Enhanced N-BEATS for mid-term electricity demand forecasting
Mateusz Kasprzyk, Paweł Pełka, Boris N. Oreshkin, Grzegorz Dudek
Abstract
This paper presents an enhanced N-BEATS model, N-BEATS*, for improved mid-term electricity load forecasting (MTLF). Building on the strengths of the original N-BEATS architecture, which excels in handling complex time series data without requiring preprocessing or domain-specific knowledge, N-BEATS* introduces two key modifications. (1) A novel loss function – combining pinball loss based on MAPE with normalized MSE, the new loss function allows for a more balanced approach by capturing both L 1 and L 2 loss terms. (2) A modified block architecture – the internal structure of the N-BEATS blocks is adjusted by introducing a destandardization component to harmonize the processing of different time series, leading to more efficient and less complex forecasting tasks.
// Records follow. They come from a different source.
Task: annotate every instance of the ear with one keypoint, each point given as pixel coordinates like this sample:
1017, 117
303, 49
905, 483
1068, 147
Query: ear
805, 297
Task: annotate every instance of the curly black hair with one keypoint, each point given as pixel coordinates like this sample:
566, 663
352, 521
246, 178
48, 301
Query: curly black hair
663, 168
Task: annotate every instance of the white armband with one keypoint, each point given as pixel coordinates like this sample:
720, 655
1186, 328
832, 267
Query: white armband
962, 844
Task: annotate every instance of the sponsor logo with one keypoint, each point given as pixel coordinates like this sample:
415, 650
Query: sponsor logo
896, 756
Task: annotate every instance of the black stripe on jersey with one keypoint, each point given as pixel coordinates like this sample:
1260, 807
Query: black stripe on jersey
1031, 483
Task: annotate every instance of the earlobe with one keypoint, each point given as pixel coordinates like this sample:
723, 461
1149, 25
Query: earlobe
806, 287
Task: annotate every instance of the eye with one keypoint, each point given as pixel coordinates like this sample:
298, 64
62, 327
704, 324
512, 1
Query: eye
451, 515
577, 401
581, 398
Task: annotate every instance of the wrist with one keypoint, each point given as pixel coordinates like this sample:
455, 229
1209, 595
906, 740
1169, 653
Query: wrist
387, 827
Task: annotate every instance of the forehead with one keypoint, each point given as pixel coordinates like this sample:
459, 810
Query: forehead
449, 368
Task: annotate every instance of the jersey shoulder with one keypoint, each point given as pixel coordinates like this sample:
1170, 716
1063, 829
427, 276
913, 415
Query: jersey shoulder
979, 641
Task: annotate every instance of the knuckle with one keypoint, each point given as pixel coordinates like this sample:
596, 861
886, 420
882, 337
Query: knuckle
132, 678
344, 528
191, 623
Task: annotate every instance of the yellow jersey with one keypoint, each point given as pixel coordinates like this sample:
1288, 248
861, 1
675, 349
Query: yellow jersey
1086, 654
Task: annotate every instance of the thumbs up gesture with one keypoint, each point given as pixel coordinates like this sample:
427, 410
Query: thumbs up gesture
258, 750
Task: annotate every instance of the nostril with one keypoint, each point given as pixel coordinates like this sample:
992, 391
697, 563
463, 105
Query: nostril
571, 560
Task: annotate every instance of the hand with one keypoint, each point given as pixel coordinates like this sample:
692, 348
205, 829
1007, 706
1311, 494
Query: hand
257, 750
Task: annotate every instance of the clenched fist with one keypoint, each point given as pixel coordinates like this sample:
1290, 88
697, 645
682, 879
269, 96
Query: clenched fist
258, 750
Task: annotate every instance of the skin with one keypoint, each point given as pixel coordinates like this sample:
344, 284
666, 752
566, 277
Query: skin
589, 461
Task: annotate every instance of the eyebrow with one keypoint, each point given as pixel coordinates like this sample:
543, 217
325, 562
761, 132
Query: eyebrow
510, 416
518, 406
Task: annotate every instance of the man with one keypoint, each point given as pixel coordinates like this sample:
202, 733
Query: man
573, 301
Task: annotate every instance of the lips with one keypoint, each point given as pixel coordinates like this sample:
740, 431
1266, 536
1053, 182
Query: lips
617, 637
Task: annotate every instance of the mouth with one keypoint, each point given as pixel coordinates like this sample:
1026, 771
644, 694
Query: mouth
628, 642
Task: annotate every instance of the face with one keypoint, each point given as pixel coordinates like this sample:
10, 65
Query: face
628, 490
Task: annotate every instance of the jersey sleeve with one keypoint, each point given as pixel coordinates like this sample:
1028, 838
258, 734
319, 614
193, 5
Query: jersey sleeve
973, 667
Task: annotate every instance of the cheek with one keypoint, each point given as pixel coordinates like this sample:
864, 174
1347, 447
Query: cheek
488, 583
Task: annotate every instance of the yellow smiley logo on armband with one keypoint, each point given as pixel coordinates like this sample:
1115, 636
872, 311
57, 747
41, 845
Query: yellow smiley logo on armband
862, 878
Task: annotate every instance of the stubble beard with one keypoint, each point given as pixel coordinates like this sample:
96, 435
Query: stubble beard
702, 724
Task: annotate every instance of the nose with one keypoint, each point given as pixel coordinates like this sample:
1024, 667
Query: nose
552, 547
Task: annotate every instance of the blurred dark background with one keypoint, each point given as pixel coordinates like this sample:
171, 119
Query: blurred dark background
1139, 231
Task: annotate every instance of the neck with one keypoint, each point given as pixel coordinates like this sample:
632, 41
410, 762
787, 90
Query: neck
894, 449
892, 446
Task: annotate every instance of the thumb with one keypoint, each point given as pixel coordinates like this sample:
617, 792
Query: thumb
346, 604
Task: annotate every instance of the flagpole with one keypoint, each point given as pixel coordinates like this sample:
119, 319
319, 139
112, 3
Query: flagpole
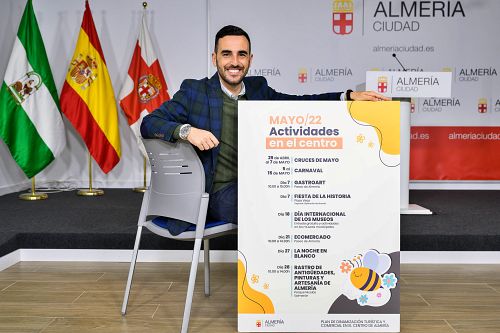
90, 192
33, 195
143, 188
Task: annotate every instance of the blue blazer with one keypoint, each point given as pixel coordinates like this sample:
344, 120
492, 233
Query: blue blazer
199, 103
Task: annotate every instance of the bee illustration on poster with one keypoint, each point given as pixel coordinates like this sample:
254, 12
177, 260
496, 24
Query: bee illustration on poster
367, 280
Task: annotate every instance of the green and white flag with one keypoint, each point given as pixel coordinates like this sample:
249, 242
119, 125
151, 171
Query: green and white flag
30, 119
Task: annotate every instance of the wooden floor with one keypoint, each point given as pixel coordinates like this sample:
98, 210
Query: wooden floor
86, 297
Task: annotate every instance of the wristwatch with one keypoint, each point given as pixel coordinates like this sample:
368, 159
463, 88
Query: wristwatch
184, 131
348, 95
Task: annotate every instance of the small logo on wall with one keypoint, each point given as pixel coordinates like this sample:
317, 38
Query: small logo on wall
382, 84
482, 105
343, 17
302, 75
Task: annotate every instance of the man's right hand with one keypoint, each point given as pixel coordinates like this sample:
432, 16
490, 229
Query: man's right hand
202, 139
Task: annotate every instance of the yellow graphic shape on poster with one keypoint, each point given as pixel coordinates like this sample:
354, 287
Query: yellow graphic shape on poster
382, 115
250, 300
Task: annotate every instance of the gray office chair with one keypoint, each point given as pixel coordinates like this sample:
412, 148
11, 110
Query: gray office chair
177, 191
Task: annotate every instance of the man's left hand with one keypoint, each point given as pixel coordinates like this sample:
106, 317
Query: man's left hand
368, 96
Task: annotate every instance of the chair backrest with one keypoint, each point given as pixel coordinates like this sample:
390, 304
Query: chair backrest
177, 180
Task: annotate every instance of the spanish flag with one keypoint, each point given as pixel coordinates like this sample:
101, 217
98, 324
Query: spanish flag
87, 97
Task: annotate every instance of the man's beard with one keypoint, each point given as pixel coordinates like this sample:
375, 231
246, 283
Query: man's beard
222, 73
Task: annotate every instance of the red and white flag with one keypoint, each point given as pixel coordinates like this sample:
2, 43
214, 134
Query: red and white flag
145, 88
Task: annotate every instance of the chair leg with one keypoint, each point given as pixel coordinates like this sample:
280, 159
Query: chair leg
192, 280
206, 253
131, 270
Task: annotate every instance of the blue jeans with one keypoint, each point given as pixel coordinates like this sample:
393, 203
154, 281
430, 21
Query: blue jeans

Evaluated on real-world monthly electricity consumption data from 35 European countries, N-BEATS* demonstrates superior performance compared to its predecessor and other established forecasting methods, including statistical, machine learning, and hybrid models. N-BEATS* achieves the lowest MAPE and RMSE, while also exhibiting the lowest dispersion in forecast errors. The source code is publicly available at Kasprzyk (2025).